Noticing New York reported on the last jump in Bloombergs's wealth to $31 billion here: Friday, September 20, 2013, Forest City Ratner As The Development Gatekeeper (And Profit taker) Getting The Benefit As Brooklyn Heights Public Library Is Sold.
It is appropriate to escort Mr. Bloomberg out of office with an update-to-date restatement of that information.
Here is that updated information with links below. (Forbes publishes wealth figures twice a year):
1996 - $1 billion
1997 - $1.3 billion
1998 - $2 billion
1999- $2.5 billion
2000- $4 billion
2001- $4 billion
2002- $4.8 billion
2003- $4.9 Billion
2004- $5 Billion
2005- $5.1 Billion
2006- $5.3 Billion
2007- $11.5 billion
2008- $20 billion
2009- $16 billion (interim March figure)*
2009- $17.5 billion (A year of $105 million in direct campaign expenditures, plus. .)**
2010- $18.0 billion (Bloomberg surpassed by David H. Koch)***
2011- $19.5 billion
2012- $25 billion
2013- $27 billion
2013- $31 billion
* For more on how Bloomberg's wealth declined (because he didn't see the financial crisis coming?- And how the press missed it) see: Bloomberg Update: Fire and Ice (Sunday, April 12, 2009)Noticing New York previously published and commented on running tallies of the mayor's escalating wealth. See: Sunday, October 16, 2011, Bloomberg’s Increasing Annual Wealth: 1996 to 2011, Tuesday, February 3, 2009, Bloomberg’s Increasing Annual Wealth: 1996 to 2008, and Friday, January 25, 2013, Bloomberg’s Increasing Annual Wealth: 1996 to 2012 Plus Updates On His Annual “Charitable” Giving.
** Respecting this: Direct campaign expenditures were about $105 million. Bloomberg, in his three bids for mayor, easily burned through more than $250 million in direct campaign expenditures. Taking into account funds Bloomberg spent indirectly for political purposes you get into billion dollar figures.
*** Bloomberg was still reported to be New York City's richest New Yorker in March of 2010 but in September 2010 was surpassed by David H. Koch, one of the two equally wealthy brothers providing substantial funding to the Tea Party. It is to be observed with some interest that Bloomberg's accretion of wealth substantially accelerated when Bloomberg got involved in politics. In August of 2010 people began writing about how David Koch and his brother Charles were funding the Tea Party, which started to emerge in the beginning of 2009 (i.e. just weeks after Obama’s January 2009 inauguration.) Looks as if it can be very good for one’s financial status to get involved in politics! (Though to be fair the Kochs were involved in politics before the advent of the Tea Party.) The brothers' privately-owned Koch Industries is a diversified conglomerate that had its origins in crude oil refining and still has substantial investment in pipelines and refineries. Consequently, Koch Industries has a history of accidents, spills and pollution of the environment.

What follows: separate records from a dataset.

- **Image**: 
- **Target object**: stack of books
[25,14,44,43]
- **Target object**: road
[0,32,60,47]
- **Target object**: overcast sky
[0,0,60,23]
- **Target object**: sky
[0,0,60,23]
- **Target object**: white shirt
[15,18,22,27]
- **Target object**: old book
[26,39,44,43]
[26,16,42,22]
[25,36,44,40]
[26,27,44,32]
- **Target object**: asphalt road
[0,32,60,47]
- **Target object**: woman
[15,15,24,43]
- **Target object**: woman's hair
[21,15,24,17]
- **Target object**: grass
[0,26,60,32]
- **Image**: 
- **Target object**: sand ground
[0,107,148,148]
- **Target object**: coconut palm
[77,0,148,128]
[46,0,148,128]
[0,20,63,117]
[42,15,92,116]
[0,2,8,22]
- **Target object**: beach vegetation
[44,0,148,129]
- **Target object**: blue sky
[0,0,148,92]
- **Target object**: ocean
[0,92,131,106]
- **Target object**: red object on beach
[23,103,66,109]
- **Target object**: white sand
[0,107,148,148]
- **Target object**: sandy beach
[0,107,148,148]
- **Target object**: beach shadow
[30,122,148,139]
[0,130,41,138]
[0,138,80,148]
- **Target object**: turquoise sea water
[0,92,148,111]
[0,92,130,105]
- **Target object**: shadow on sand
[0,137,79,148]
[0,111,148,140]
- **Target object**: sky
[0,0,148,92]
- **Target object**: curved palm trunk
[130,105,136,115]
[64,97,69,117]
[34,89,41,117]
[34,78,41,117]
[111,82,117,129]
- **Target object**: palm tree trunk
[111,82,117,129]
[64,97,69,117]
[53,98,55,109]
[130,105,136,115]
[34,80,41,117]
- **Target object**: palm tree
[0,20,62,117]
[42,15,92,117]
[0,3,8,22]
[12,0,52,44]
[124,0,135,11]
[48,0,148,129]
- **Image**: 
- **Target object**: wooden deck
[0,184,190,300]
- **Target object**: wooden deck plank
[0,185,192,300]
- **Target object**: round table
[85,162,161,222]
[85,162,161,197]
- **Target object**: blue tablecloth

As mentioned, Noticing New York has also reported on the history of the mayor's "charitable" giving, which is important because the mayor is at the very top of the list of such spenders in this country. The last Noticing New York article noting the update available respecting Bloomberg's $350 million beginning-of-the-year donation Bloomberg gave to his alma mater, Johns Hopkins University, is: Wednesday, January 30, 2013, Latest (Early) Update On Bloomberg’s “Charitable” Giving- A Preview Of 2013? (Added to Info For Years 1997 to 2011). With an infusion of that kind of money into New York City's libraries, the Bloomberg administration's pretextual rationale for selling libraries to real estate developers would disappear.
Below in chart form is updated information about Bloomberg’s level of giving and the years of associated Bloomberg political campaigns.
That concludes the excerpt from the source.